Despite the troubles she’s faced, Rayborn has laid the groundwork for her career.

She spent four years working in the college’s Office of Undergraduate Programs and volunteering as a Diversity Advancement Program advocate.

Rayborn credits her love of football to her stepfather, Terris Harris Jr., who played for the University of Miami Hurricanes in the early 1990s. She nurtured her love for the game by working with admissions and athletics in recruiting efforts through the Volunteer Team.

In February, she took a handful of resumes and went to the NFL Combine in Indiana to network with team officials.

The effort paid off when the Cleveland Browns offered her the internship.

Rayborn said her fondest memories of UT revolve around the many people who have taken the time to listen and share their own struggles to succeed.
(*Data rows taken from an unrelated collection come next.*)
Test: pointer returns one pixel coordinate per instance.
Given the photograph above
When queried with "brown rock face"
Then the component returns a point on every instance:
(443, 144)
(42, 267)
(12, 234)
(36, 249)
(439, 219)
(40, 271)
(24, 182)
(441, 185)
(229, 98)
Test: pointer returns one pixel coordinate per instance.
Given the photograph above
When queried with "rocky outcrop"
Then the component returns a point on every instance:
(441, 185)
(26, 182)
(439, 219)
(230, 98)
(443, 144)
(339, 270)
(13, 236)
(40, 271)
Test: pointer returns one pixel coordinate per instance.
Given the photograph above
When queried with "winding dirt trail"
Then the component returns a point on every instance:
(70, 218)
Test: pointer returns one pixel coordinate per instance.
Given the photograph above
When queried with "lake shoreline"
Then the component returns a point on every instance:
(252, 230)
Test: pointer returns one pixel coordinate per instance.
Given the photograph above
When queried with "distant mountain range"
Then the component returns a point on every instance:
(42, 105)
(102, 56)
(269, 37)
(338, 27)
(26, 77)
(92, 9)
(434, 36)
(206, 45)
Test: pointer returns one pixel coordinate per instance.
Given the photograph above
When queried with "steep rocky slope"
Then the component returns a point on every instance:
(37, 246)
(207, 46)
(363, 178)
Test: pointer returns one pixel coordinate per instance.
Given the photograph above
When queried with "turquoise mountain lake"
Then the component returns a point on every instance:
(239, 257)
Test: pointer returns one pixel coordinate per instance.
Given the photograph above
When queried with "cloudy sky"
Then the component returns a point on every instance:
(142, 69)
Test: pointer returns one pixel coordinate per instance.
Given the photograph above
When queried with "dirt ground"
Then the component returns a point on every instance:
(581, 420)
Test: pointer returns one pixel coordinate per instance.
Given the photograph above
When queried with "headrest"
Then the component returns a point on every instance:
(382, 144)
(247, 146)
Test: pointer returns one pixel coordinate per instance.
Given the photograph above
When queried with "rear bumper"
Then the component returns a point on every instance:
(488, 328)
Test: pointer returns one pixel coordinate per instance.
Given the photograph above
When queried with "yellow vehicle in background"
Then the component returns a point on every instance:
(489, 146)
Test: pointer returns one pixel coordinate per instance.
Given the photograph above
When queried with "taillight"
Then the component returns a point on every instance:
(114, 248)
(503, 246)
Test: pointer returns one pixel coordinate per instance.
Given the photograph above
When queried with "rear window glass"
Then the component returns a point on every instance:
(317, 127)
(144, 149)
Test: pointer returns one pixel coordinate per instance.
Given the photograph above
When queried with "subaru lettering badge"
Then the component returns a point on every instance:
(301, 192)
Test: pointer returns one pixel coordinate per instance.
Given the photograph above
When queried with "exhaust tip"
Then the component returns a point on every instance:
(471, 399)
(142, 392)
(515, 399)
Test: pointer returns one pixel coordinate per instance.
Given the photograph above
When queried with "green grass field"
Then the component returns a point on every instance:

“People can help steer you in the right direction,” she said.

She gives special shoutouts to George Drinnon and Tammi Brown-Small in the college’s Office of Undergraduate Programs; Tyvi Small and Janice Branch-Hall in the college’s Office of Diversity and Community Relations; Nayasha Farrior, her academic advisor; Ronald McFadden, director of the Educational Advancement Program; Tommy Thigpen, UT football linebacker coach; and Tim Woods in financial aid.

“Diamond had to make some tough choices and work through some difficult situations. Her grit and determination have been key to her success,” Drinnon said.

Hall echoed that: “Diamond is an extraordinary young woman. She has experienced hardships that would have taken a toll on anyone but had the strength and resilience to complete her degree. I am inspired by her courage and look forward to seeing great things from her.”